In fact, there are only two hints of the darker Hemingway that many associates would get to see after a while, and that the wider reading public would come to know in the 54 years after his death by suicide. The first comes in that speech, delivered “with exceptional vehemence”—directed at himself this time, but at others—wives, children, friends, even to the point of fisticuffs—on other occasions. The second hint is Bessie’s hope that Hemingway had forgotten or never read his criticisms.
And well this member of the Abraham Lincoln Brigade (and future blacklisted Hollywood screenwriter) might wish that. Hemingway was not the type to turn the other cheek, or to take criticisms gently. In fact, the only people who endured worse at his hands than those who criticized him may have been were people who did him good turns when he was young, when they had some measure of fame or fortune but he didn’t: Gertrude Stein, Sherwood Anderson, Ford Madox Ford, Sinclair Lewis, and Scott Fitzgerald.

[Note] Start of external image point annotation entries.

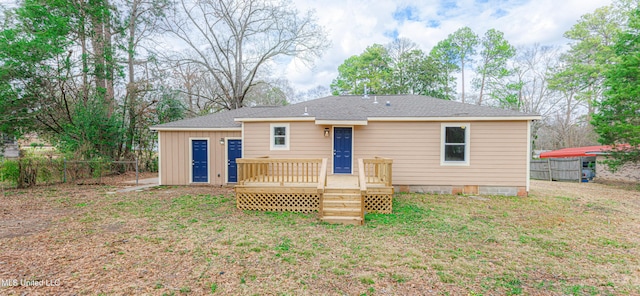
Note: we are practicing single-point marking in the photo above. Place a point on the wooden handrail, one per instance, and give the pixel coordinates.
(322, 179)
(279, 170)
(362, 175)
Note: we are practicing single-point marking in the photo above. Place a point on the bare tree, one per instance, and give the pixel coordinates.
(234, 41)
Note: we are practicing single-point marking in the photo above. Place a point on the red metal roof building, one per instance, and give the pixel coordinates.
(576, 152)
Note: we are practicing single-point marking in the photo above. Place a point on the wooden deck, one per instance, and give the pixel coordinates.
(302, 185)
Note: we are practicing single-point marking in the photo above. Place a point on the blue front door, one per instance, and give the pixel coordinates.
(199, 161)
(234, 150)
(342, 150)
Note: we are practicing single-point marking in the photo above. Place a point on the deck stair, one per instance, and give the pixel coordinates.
(342, 206)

And yet…It’s impossible to eradicate completely that image of generosity. Paul Hendrickson’s Hemingway's Boat: Everything He Loved in Life, and Lost (2012) is a melancholy chronicle of the novelist’s psychic and creative deterioration, but even as his star fell, from its height when Bessie knew him, to his 1961 death, Hemingway was still capable of astonishing acts of unselfishness and helpfulness: to writers in need of a hand, to others down on their luck, to a friend’s dying son.
Ultimately, Hemingway’s greatest gift to others might have been the example of his own fiction—at its best, a purification of language. One unlikely author attesting to that influence is the Irish novelist/short-story novelist Edna O’Brien, who, in her consideration of people’s most intimate relations, is as far removed from Hemingway as an writer I know. And yet, in an interview with The Paris Review, O’Brien recalled her feelings of astonishment over the unexpectedly powerful opening of A Farewell to Arms:
“[Critic Arthur] Mizener read out the first paragraph of A Farewell to Arms and I couldn’t believe it—this totally uncluttered, precise, true prose, which was also very moving and lyrical. I can say that the two things came together then: my being ready for the revelation and my urgency to write.”